= Maryland Crab Bowl =

Annual high school football all-star game

The Maryland Crab Bowl is an annual Middle school and high school postseason all-star game that features some of the most outstanding players in the state of Maryland. The game is played at McDaniel College, between a team composed of players from Washington, D.C. area schools (the "Washington" squad) and one of players from Baltimore and elsewhere in the state (the "Baltimore" squad). As an all-star game, it provides high-school players with an additional opportunity to impress college football scouts and may increase their chances of being awarded a university athletic scholarship. The Washington team draws from schools in Montgomery County, Prince George's County, and the Southern Maryland Athletic Conference, which includes schools in Calvert, Charles, and St. Mary's counties. The Baltimore team draws from schools located elsewhere in the state, primarily in the Baltimore metropolitan area.

The inaugural game was held on December 20, 2008, at Johnny Unitas Memorial Stadium at Towson University. In that game, Washington defeated Baltimore, 32–21. Nine players who had committed to attend the University of Maryland, College Park, and play for the Maryland Terrapins, participated.
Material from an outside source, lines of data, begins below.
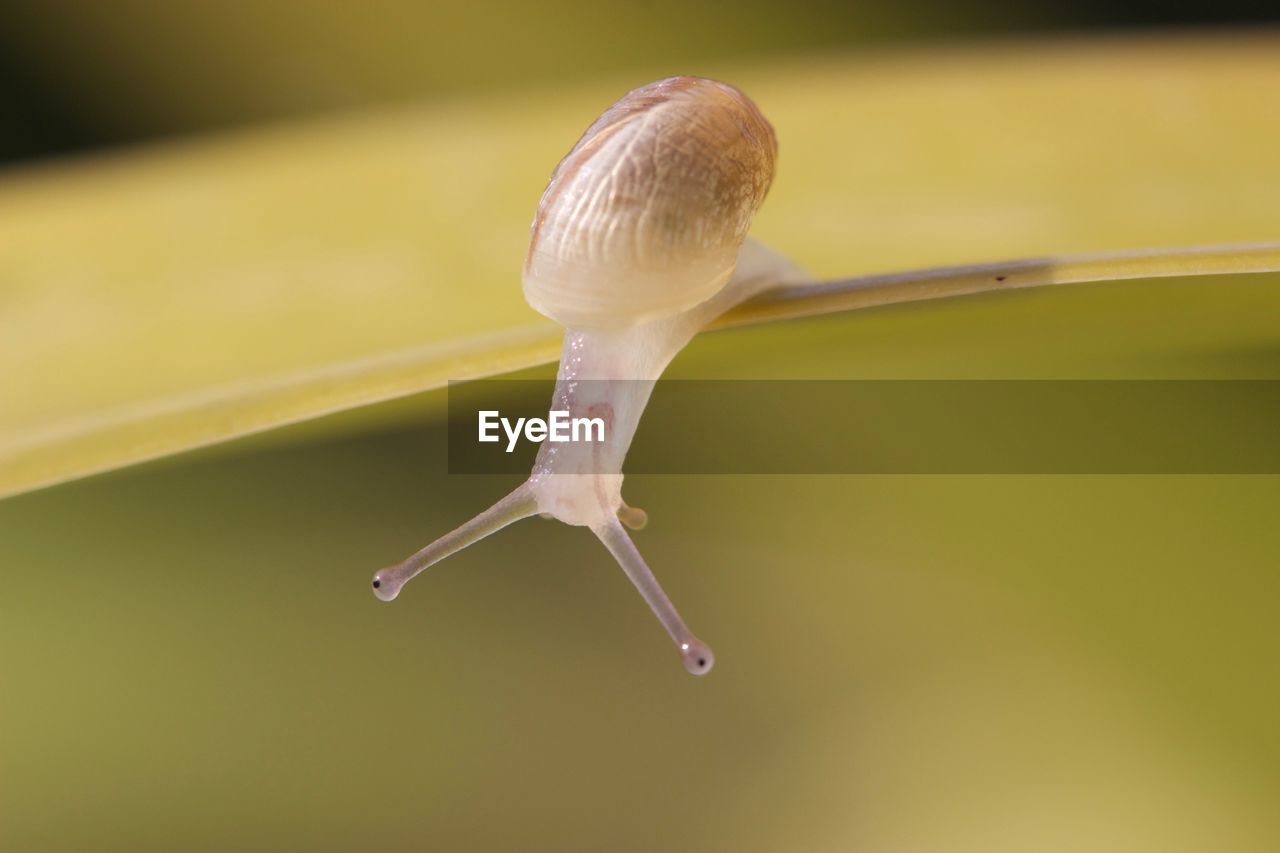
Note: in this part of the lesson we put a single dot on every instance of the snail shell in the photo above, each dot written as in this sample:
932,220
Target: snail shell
645,215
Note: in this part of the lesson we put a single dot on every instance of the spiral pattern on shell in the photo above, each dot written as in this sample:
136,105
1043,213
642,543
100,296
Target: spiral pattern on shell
645,215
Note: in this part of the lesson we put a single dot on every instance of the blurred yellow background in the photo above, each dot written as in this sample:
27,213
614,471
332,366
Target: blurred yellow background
190,655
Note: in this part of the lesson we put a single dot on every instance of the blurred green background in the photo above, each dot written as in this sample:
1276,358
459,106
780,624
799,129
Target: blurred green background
190,656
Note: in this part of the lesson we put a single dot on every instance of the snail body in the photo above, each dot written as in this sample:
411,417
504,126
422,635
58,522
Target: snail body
638,243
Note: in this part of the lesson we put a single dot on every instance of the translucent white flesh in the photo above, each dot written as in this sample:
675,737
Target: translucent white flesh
608,373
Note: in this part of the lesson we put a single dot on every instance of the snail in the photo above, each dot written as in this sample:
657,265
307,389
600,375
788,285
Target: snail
639,242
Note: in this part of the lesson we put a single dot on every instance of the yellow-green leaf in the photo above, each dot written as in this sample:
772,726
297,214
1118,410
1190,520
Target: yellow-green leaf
176,296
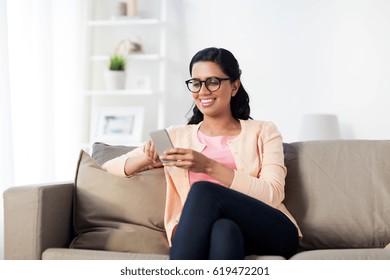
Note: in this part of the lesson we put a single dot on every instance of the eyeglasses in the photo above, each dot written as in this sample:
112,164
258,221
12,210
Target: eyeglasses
212,84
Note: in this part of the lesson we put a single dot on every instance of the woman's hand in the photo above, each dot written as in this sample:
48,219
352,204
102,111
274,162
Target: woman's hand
199,163
187,159
151,157
147,160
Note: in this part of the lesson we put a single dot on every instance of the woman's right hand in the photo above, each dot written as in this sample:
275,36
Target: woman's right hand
145,161
151,157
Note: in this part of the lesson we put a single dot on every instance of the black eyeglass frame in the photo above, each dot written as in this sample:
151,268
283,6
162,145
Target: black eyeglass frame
205,83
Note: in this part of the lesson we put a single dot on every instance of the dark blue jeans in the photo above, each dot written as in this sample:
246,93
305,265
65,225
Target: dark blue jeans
220,223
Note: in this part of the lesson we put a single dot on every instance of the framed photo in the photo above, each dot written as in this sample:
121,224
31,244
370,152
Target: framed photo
119,125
That game also featured the most highly recruited player in the area, linebacker Jelani Jenkins, who later committed to the University of Florida. Washington's running back Caleb Porzel, a Maryland commit, and Baltimore's running back Tavon Austin, who later committed to West Virginia, were named the most valuable players. The Maryland Crab Bowl was originally envisioned as a game to be held in conjunction with the inaugural EagleBank Bowl, which was played on the same date at RFK Stadium in Washington, D.C. The 2009 edition of the Maryland Crab Bowl was also played at Towson University.